CASE STUDY: REVENUE RECONCILIATION BREAKDOWN
Industry: Multi-location Hospitality Brand (3+ locations, high transaction volume)
The Situation: Reporting looked clean on the surface. Revenue was growing, and systems were in place across production, payments, and QuickBooks.
But the numbers didn't fully reconcile. Leadership was making pricing, purchasing, and expansion decisions on data that couldn't be validated end-to-end.
$400K+
in unattributed costs identified
SKU-Level Margin
made measurable across locations
3 Systems
unified into one validated flow
WHAT WAS BROKEN
• COGS not attributed at the transaction level
• Product costs estimated instead of sourced from Production data
• Production, payments, and accounting were disconnected across systems
• Revenue and margin reporting did not tie across systems
• Different teams were working from different versions of the numbers
WHAT GOT REBUILT
Rebuilt the reconciliation layer across production, payments, and QuickBooks.
Created a validated transaction-level model connecting cost, payment, and accounting data so every sale reconciled end-to-end across all systems.

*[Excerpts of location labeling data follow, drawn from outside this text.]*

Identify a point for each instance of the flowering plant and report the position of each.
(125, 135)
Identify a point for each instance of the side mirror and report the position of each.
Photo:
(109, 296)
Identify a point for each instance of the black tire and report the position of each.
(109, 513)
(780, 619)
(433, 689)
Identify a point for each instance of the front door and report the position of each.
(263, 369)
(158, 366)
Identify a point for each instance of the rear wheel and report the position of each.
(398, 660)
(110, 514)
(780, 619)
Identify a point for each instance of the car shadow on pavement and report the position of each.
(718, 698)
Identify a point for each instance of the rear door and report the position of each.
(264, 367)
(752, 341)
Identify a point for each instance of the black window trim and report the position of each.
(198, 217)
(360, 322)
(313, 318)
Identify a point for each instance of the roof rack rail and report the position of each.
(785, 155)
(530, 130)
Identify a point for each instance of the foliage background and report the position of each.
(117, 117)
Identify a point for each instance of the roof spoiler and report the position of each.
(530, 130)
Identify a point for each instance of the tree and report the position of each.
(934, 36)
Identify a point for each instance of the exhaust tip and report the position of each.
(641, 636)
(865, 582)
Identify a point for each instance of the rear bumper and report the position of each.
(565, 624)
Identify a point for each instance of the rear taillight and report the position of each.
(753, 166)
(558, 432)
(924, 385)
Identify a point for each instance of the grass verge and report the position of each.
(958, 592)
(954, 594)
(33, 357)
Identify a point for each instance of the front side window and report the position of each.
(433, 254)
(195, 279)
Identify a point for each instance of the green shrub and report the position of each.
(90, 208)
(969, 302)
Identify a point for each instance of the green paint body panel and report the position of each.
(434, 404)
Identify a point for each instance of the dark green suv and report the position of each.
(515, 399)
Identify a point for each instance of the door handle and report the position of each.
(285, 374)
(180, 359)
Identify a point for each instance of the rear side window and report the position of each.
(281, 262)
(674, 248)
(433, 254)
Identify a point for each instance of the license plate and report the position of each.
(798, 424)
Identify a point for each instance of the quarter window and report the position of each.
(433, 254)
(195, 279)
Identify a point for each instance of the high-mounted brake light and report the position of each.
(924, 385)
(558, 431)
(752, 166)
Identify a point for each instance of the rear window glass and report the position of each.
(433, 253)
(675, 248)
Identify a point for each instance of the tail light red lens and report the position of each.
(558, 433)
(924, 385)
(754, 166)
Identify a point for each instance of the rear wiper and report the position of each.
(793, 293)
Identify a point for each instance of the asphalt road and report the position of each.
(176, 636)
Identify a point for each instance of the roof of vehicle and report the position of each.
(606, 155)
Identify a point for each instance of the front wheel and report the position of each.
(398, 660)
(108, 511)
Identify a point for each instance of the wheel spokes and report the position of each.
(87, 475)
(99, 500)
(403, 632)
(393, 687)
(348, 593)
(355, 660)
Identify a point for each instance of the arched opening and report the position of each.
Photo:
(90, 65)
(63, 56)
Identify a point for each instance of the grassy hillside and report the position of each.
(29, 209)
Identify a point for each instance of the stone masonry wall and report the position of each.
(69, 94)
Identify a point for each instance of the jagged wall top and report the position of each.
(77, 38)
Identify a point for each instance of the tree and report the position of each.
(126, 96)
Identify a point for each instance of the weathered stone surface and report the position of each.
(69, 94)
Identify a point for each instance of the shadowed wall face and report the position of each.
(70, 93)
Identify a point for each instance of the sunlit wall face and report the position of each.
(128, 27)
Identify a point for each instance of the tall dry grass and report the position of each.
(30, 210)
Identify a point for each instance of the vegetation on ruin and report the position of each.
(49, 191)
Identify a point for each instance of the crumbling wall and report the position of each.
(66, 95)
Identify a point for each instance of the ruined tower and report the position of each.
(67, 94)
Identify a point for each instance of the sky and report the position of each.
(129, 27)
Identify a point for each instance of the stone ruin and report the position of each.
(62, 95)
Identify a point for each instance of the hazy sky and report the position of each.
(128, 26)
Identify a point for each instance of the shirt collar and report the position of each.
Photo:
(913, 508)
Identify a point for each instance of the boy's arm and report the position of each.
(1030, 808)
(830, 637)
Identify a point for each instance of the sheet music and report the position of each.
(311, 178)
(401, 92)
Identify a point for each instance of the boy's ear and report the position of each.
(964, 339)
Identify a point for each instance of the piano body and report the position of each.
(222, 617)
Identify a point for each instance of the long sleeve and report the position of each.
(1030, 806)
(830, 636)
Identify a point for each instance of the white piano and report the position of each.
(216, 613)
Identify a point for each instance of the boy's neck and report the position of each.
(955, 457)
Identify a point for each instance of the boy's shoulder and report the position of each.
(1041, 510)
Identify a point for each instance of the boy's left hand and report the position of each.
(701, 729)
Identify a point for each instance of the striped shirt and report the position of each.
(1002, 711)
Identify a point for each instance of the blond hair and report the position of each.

Standardized reporting definitions and business logic across teams.
THE RESULT
• $400K+ in previously unattributed costs surfaced
• Margin became measurable and reliable across locations
• Production, payments, and accounting reconciled end-to-end
• Manual reconciliation work significantly reduced
WHAT CHANGED
Leadership could trust the numbers with confidence.
Pricing, purchasing, and expansion decisions shifted from estimates and partial data to validated transaction-level performance.
CASE STUDY: PAYMENT RECONCILIATION REBUILD
Industry: Enterprise Retail/E-Commerce
The Situation: A multi-location retail and e-commerce brand processed millions of transactions annually through Stripe, but payment and ERP data were never reliably reconciled.
Finance had no dependable way to verify that every payment was recorded correctly.
Monthly close relied on manual reconciliation across massive datasets, with discrepancies surfacing slowly and inconsistently.
20M+
rows of Stripe data reconciled
99%
payment matching accuracy
~20 hours
manual work eliminated monthly
WHAT WAS BROKEN
• No system-level reconciliation between Stripe and ERP
• Payment discrepancies went undetected across millions of rows
• No validation layer - exceptions discovered during or after close
• Manual matching created close delays and audit exposure
• No real-time visibility into reconciliation status
WHAT GOT REBUILT
Rebuilt the payment data and reconciliation infrastructure from the ground up.
Connected Stripe, ERP, and POS data into BigQuery and modeled transaction-level reconciliation logic to validate payment, ERP, and POS records at scale.
Built a SQL-based validation layer that reconciled every transaction across systems before it reached finance close.
Implemented reporting and exception-monitoring dashboards so finance could track reconciliation health in real time.
THE RESULT
• 20M+ transaction records reconciled across Stripe and ERP in BigQuery
• 99% payment matching accuracy achieved via SQL validation layer
• ~20 hours of monthly manual reconciliation work eliminated
• Exceptions surfaced in real time instead of discovered during close
WHAT CHANGED
Finance moved from fragmented source data and manual exception handling to a centralized, validated transaction model powering a repeatable close process.